Begging the Question II

It is very unfortunate that many people use "begging the question" to mean "raising the question." It is less important that I personally have my personal definition which is "making an argument which is so vulnerable to a counterargument that it begs someone to make that counterargument." I think the standard definition is assuming what one seeks to prove.

OK so I'm third in line for "begging the question." That raises the question "What ever am I to do ?" The answer

read Daniel Davies who wrote

"playing a little crossword-puzzle game where the answer was “”. " That's it. An apparently convincing argument which is absolutely vulnerable to a question is playing a little crossword-puzzle game where the answer was "what about [question]"

In the case in question, a single word is enough. The word is "consensus" and the counterargument is "are you saying there was a consensus as there is now ?"

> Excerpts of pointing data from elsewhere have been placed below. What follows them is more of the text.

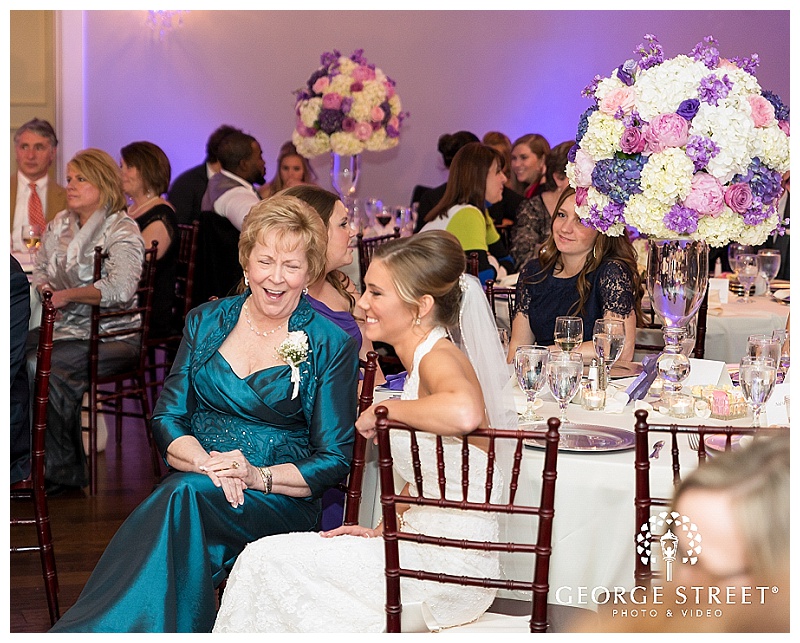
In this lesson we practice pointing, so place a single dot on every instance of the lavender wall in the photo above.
(514, 71)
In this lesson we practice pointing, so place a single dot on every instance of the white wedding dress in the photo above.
(301, 582)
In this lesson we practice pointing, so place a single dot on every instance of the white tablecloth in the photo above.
(593, 528)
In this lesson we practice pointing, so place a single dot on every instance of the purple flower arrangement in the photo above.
(684, 146)
(347, 106)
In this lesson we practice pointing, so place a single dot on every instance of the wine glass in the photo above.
(529, 365)
(564, 373)
(609, 339)
(568, 333)
(747, 272)
(757, 376)
(769, 262)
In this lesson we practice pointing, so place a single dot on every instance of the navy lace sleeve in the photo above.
(615, 284)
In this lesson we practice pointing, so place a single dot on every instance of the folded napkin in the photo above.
(641, 385)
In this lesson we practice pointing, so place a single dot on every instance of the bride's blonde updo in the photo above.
(427, 263)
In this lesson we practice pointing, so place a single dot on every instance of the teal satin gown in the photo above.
(160, 571)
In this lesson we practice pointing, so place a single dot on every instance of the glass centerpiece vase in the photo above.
(677, 277)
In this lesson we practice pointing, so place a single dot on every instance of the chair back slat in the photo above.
(540, 544)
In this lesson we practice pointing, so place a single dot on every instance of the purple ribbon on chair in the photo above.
(639, 387)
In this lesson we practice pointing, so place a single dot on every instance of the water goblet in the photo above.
(608, 337)
(568, 333)
(747, 273)
(757, 377)
(529, 365)
(564, 373)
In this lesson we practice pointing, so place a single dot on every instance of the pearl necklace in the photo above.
(250, 323)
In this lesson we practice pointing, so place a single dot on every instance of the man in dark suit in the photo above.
(20, 312)
(187, 190)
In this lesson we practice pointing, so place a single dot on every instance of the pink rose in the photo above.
(632, 141)
(321, 84)
(706, 196)
(583, 169)
(738, 197)
(376, 114)
(622, 98)
(362, 73)
(332, 101)
(666, 130)
(761, 110)
(362, 131)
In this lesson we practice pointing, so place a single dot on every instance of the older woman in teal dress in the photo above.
(253, 439)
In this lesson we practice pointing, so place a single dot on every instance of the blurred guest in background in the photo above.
(145, 178)
(293, 169)
(186, 193)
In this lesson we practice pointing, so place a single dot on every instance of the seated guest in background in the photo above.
(230, 192)
(475, 182)
(252, 438)
(35, 147)
(528, 163)
(578, 272)
(293, 169)
(448, 145)
(534, 214)
(95, 216)
(19, 405)
(145, 177)
(334, 582)
(504, 212)
(186, 193)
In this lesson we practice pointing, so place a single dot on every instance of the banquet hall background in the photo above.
(115, 79)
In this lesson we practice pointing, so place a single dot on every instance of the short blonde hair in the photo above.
(102, 172)
(289, 223)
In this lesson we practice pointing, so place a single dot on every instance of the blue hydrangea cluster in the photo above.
(619, 177)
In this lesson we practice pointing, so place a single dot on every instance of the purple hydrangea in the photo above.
(681, 219)
(701, 150)
(781, 110)
(650, 52)
(713, 89)
(688, 108)
(583, 122)
(707, 52)
(619, 177)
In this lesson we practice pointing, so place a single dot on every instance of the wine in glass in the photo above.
(747, 272)
(609, 340)
(769, 262)
(568, 333)
(564, 373)
(757, 377)
(529, 365)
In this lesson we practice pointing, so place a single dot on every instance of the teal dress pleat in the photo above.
(160, 571)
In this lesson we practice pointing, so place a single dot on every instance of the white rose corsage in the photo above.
(294, 350)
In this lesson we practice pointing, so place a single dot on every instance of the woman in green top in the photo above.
(476, 182)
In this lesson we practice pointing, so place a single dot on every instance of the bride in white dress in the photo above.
(416, 299)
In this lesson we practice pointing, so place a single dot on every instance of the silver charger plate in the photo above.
(588, 438)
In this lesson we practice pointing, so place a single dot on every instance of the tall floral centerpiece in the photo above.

Also, by the way, it is not usually a good interprative strategy to assume that Mr Davies means literally exactly what he writes. He uses a rhetorical technique called "irony". So, for example, he did not really confess that the main aim of most of his writing is to annoy people when he wrote "The whole idea of contrarianism is that you’re ... setting out to annoy people." He really meant "part of the point of contrarianism, but not the whole point, is to annoy people." I have seen on the web someone (pretend to ?) take the sentence seriously.
Either more good irony or a bad interprative strategy.